In the 1960s, Harold Tidwell’s grandmother Jeanette “Nettie” Tidwell became the first of a dozen of Harold and Gail Tidwell’s relatives — including their parents — to reside at Christian Care Centers.

“I noticed how dedicated my parents were to just going and visiting my grandmother,” said Harold Tidwell, who had served in the Marine Corps and moved back home while contemplating his future. “Somehow, that just really stuck in my mind.”

Another experience that deeply touched Harold Tidwell: the reaction of his aunt Helen Haddox, who had dementia, to her husband Art’s death.

“One morning real early, he was passing away, and they called the family,” said Harold Tidwell, a retired international executive for Dallas-based 7-Eleven. “The nurse said, ‘He’s gone,’ and one of my cousins looked over at Helen, and there’s a big tear running down her cheek.”

What made that remarkable: She had not communicated in years.

Her response taught Harold Tidwell an important lesson: “When speaking to someone who has Alzheimer’s or dementia, always tell them that you love them. Don’t say something that you think they aren’t aware of. They are hearing it.”

Aunt Melba points at the face of a brother she recognizes in a 1993 picture of an extended family vacation trip to Lake Whitney, 30 miles northwest of Waco, Texas. (PHOTO BY BOBBY ROSS JR.)
PURE RELIGION
While visiting relatives, Harold Tidwell became a fixture at Christian Care Centers — so much so that he was asked to serve on the nonprofit’s board in 1996.
For the last 10 years, he has devoted countless hours as Christian Care’s board chairman.

James 1:27 says,
“Religion that God our Father accepts as pure and faultless is this: to look after orphans and widows in their distress and to keep oneself from being polluted by the world.”

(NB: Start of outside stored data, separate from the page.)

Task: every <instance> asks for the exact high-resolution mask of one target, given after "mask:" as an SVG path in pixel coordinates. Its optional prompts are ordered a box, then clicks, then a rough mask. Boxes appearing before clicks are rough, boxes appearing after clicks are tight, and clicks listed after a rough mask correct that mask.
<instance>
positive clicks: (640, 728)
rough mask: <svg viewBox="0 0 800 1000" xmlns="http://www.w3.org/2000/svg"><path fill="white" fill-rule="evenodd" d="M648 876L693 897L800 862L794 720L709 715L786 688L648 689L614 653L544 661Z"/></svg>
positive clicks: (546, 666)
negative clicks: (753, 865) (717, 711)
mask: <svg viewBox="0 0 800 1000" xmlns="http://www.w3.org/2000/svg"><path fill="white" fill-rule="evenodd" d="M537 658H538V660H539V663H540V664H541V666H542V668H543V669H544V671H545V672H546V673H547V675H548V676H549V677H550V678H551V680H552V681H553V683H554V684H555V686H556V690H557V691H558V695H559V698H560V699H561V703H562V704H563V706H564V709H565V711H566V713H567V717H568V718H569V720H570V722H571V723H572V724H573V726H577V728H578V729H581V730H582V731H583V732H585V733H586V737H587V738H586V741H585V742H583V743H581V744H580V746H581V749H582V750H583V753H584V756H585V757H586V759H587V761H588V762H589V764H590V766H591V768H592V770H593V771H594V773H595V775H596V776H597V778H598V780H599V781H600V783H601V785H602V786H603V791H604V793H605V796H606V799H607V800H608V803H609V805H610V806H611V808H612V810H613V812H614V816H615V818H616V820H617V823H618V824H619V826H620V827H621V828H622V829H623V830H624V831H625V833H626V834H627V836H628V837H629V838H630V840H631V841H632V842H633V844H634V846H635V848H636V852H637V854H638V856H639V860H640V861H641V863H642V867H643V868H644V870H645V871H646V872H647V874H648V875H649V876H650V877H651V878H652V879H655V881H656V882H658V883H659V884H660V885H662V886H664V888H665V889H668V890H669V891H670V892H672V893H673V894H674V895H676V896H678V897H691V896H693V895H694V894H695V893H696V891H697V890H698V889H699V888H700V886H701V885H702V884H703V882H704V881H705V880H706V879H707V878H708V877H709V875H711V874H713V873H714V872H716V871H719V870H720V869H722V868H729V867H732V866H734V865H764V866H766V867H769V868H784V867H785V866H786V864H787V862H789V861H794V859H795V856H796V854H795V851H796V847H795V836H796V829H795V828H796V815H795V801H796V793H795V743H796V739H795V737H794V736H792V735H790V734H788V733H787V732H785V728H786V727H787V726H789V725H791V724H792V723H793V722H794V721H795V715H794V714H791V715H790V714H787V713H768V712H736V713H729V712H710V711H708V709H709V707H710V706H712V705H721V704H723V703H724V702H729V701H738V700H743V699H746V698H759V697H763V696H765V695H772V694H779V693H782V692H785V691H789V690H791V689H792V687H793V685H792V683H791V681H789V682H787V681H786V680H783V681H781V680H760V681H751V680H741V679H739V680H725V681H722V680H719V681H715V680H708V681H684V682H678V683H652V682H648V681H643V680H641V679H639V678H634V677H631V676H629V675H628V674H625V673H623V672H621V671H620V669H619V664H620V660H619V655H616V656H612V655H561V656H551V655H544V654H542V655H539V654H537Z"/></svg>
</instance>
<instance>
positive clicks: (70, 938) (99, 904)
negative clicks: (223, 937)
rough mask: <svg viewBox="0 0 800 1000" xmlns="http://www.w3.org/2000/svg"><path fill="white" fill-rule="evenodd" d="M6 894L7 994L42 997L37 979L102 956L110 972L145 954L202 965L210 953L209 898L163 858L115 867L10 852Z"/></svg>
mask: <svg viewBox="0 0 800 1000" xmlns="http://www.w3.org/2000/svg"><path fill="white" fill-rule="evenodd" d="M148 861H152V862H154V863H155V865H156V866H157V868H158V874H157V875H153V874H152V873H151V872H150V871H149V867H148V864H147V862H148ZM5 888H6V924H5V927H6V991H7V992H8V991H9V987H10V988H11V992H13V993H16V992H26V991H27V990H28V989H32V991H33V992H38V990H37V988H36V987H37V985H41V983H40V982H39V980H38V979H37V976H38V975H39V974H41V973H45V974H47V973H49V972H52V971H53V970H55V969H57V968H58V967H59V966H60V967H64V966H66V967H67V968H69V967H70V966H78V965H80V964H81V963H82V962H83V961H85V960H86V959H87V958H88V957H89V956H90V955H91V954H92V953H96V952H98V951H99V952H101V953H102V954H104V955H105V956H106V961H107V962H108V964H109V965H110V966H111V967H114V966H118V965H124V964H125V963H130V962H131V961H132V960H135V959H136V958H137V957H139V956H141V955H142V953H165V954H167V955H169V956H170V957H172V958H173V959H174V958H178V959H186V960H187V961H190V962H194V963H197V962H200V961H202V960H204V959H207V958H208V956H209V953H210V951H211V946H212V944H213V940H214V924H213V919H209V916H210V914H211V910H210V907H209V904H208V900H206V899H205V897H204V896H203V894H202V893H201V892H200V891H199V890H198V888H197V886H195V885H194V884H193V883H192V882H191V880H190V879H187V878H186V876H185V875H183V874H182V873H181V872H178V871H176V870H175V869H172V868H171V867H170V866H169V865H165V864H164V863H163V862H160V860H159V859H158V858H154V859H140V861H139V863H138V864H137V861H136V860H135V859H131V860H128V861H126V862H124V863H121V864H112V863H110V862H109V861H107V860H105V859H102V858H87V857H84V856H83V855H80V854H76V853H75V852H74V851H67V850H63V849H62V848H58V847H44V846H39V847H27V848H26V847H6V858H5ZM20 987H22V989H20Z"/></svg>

A sign at Christian Care’s Mesquite, Texas, location touts this motto: “CARING is our calling!” (PHOTO BY BOBBY ROSS JR.)Those words compel the Tidwells.

For the couple, life revolves around the Greenville Oaks church, their three children and two grandchildren — and yes, their love and support of Aunt Melba.

Christian Care Centers tout this motto: “CARING is our calling!” Harold and Gail Tidwell say they see that attitude exemplified daily by Aunt Melba’s caregivers.

Pictures on Aunt Melba’s walls and mementos on the shelf above her TV — including bobbleheads of her favorite Texas Rangers baseball players — offer glimpses of the life she can’t recall.

At a young age, she was nicknamed “Miss Priss” because of her attention to detail. Her blouse, for example, had to be ironed just right. On this afternoon, a light blue blanket and decorative pillows are placed perfectly on her bed.

She doesn’t recognize her nephew but can identify the faces of her siblings at all ages. She can piece together jigsaw puzzles. She can read the names of Bible books.

Texas Rangers baseball player bobbleheads are seen on a shelf in Aunt Melba's room. (PHOTO BY BOBBY ROSS JR.)


Harold Tidwell shows her a portrait of her extended family, and she smiles.

“I hadn’t seen that,” she says of the photo, which hangs by her door.

The Tidwells don’t try to convince her otherwise. They welcome the opportunity to spend as many moments as she has left in her world.

Gail Tidwell, 72, takes Aunt Melba to the doctor and buys her clothes. The fact that Aunt Melba doesn’t recognize her could become frustrating — if she let it.

“If you stay in her world, it’s a whole lot better for her and for us,” Gail Tidwell said. “You enjoy her the way she is.”

Harold Tidwell echoes that outlook, as Aunt Melba rests her head tenderly on his shoulder.

Aunt Melba has no idea who he is, but she knows that he loves her.